More blessing each other. More blessing, more softeness. More understanding one another. More loving each other. For we are all going through so much, each body has its own unique package, and we all take so much.
And our hearts our beautiful hearts need to know that its okay and safe to open, and love.
I send blessings out, to cool the fires in California. For rain, and for helpers to help those who are homeless.
Prayers to calm the storms within and without.
Prayers for those who are sick, and in need of healing.
Prayers for those whose hearts that need a safe space in which they can open.
Blessings to good men and women, who love love, and love God, and are trying to serve and live in grace and give grace as best as they can.
Prayers for those who have had no roadmap to God, to love, and are in need of great compassion, and a mirror that shows them the truth of their souls.
Prayers for those who are lonely, and are in need of comfort.
Prayers for those who are trapped in fear, that they find a space where they can let it go, and feel loved.
Prayers for those who need forgiveness, for all of us to forgive ourselves, in all our forms, to let go of things that are not true, and not who we are.
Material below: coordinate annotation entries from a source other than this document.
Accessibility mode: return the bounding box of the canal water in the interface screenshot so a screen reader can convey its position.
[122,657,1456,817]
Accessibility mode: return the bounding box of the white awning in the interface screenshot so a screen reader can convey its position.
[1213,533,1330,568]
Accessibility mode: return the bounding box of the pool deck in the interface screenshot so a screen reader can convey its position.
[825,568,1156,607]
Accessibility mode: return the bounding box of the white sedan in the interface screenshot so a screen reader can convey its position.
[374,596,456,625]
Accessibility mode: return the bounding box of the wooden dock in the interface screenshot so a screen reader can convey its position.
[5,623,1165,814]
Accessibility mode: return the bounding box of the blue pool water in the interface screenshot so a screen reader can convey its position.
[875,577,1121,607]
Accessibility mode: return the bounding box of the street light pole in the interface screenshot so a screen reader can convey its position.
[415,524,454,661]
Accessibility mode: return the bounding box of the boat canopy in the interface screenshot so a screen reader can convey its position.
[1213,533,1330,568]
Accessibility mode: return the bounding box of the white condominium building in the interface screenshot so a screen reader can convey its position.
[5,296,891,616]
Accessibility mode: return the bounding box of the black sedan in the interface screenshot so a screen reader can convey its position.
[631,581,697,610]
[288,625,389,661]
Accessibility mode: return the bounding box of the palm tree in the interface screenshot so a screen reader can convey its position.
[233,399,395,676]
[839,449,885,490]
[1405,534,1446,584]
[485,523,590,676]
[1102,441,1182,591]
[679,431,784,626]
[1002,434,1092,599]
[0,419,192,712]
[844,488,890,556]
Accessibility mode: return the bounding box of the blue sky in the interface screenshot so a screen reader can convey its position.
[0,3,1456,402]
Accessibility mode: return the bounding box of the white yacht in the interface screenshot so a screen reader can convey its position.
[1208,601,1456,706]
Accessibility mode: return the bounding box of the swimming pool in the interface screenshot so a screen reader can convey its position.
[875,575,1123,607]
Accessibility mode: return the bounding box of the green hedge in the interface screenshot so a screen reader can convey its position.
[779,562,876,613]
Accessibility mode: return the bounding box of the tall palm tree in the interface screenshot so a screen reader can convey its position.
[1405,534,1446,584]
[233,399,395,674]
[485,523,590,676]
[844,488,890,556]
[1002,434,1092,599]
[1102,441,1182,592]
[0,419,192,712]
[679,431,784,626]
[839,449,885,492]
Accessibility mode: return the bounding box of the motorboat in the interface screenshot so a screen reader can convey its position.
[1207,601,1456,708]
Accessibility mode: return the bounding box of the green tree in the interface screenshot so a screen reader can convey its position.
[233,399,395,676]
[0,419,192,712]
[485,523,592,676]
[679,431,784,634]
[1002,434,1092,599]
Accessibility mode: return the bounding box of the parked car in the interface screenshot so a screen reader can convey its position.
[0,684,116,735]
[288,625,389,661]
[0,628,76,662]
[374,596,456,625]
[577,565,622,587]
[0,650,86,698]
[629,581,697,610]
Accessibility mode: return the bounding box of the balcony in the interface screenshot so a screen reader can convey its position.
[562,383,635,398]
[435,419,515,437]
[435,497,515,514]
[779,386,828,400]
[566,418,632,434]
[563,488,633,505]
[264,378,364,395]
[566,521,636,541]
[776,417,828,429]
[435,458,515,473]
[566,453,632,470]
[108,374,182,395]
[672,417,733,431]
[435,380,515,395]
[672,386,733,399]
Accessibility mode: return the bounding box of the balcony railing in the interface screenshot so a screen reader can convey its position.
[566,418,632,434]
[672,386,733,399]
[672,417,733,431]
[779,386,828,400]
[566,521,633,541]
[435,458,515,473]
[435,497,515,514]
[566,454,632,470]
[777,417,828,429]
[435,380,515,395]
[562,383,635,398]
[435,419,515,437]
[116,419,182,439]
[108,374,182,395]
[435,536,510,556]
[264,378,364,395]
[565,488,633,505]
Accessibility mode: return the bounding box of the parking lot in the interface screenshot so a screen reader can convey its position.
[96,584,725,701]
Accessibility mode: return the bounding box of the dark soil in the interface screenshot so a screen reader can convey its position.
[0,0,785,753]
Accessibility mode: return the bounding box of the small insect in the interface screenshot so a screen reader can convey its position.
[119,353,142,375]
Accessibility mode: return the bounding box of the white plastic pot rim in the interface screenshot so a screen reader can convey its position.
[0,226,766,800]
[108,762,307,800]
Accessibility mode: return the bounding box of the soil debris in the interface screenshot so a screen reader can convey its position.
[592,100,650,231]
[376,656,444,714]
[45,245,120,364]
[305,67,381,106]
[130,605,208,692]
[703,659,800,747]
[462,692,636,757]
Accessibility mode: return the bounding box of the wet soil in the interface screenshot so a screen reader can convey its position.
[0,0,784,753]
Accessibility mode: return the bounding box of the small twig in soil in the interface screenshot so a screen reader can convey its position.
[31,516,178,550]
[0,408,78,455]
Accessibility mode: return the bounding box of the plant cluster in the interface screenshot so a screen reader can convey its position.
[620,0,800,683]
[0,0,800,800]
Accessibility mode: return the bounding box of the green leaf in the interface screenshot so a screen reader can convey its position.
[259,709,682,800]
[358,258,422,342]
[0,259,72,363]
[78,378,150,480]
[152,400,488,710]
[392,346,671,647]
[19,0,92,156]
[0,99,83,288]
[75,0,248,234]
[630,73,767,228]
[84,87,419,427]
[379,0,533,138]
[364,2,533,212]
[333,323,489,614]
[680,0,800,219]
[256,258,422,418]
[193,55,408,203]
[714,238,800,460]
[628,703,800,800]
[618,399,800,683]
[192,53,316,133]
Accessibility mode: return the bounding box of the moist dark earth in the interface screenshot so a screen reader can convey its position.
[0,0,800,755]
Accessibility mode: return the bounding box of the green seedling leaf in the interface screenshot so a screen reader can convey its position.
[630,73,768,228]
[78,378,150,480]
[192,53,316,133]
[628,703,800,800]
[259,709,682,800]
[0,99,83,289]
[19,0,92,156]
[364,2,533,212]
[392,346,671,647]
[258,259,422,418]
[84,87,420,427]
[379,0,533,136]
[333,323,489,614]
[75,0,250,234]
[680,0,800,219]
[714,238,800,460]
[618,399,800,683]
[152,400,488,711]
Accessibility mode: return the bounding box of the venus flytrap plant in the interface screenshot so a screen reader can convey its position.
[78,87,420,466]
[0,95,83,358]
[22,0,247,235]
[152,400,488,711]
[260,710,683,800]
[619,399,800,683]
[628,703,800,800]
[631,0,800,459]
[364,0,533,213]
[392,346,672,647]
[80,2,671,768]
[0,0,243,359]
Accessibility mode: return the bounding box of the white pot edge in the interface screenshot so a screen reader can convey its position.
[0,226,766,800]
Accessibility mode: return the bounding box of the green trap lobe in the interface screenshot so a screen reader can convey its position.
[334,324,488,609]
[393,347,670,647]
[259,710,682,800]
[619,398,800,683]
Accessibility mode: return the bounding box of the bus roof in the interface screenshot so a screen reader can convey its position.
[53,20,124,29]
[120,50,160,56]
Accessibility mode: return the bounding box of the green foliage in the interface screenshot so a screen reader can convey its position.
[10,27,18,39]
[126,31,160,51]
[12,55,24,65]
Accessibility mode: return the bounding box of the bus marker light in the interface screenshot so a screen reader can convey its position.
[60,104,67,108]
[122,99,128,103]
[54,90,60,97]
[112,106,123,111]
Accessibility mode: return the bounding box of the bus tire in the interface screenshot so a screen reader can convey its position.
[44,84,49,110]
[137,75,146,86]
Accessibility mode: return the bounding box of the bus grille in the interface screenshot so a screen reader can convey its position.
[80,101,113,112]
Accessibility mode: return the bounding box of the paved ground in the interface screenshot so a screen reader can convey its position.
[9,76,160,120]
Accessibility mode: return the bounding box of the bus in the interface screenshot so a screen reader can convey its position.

Prayers to those lost in illusion, that they may find a roadmap to their hearts, and Christ as the head.
Blessings to those who let go of the need to control, and allow love, to flow.
Sending prayers out to calm the storms that need calming.
Rest for those whose minds need soothing.
Peace to the world, and those who are suffering, for their pains to crack them open enough to find God.
Hope to those who are hopeless.
For truth, to light the way, the highest truth, to cut through the darkness, and give direction and compassion, and light, and spirit, and heart a place to dwell.
Hope and forgiveness for those who are in need of it.
For children to know they are loved.
For those living alone, to find something, or someone to love.
For those who haven't experience the real, to know what it feels like, for something to lead them to the truth.
For freedom from the ego's control.
For love to finally have a voice.
For everyone who wishes it, for their hearts to begin to open to the highest truth of their being.
For our crowns to be ablaze with holy spirit fire, always.
For that truth, to shine out, for music, and presence to shine through into this now, and the nows to come, so that consciousness wakens to love, a paradise that never leaves you.
For those whose consciousness are trapped in tombs, that the stone holding their light in, cracks, and rolls away, and love steps forth, living, again.